Bestimmung von Kollektorparametern aus Betriebsmeßdaten - ein Vergleich unterschiedlicher Methoden und Modelle — •R. Wagner, A. Ratka, M. Uecker, K. Vajen und H. Ackermann — Philipps-Universität Marburg, Fachbereich Physik, 35032 Marburg

Die Beschreibung solarthermischer Anlagen erfordert möglichst genaue und gleichzeitig numerisch praktikable theoretische Modelle für die einzelnen Komponenten. Insbesondere für Kollektoren finden sich zahlreiche Modelle in der Literatur, welche in mathematischer Struktur sowie in Anzahl und Art der Parameter stark differieren. Die Auswahl eines geeigneten Modells und damit eines bestimmten Parametersatzes, stellt ein komplexes Problem dar. Es müssen Entscheidungskriterien definiert werden, mit deren Hilfe eine Auswahl erfolgen kann. In Hinblick auf die benötigte Rechenzeit und die gleichzeitig geforderte Genauigkeit eines Modells gilt es, die physikalisch relevanten Parameter zu identifizieren.

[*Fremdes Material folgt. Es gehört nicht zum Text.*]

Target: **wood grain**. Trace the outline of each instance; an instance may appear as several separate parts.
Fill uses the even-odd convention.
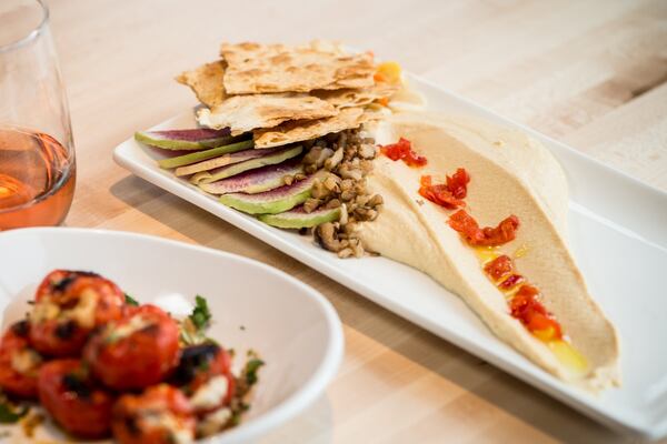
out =
[[[262,442],[633,442],[121,170],[112,148],[195,104],[172,78],[222,40],[341,39],[667,190],[667,2],[50,0],[79,163],[70,226],[275,265],[345,324],[342,369]]]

1995 und 1996 wurde in einem Feldversuch die solarintegrierte Wärmeversorgungsanlage von drei Studentenwohnheimen meßtechnisch überwacht. Dabei wurde ein Teil der Kollektorfläche, bestehend aus drei Modulen mit insgesamt 22,5 m2 Aperturfläche, im realen Betrieb vermessen. Für die Parameterbestimmung standen Meßdaten über 5 Monate zur Verfügung. Die Modell- und Parameterauswahl erfolgte allein mit statistischen Kenngrößen. Ferner konnte die Gültigkeit eines Parametersatzes außerhalb des Meßzeitraums abgeschätzt werden.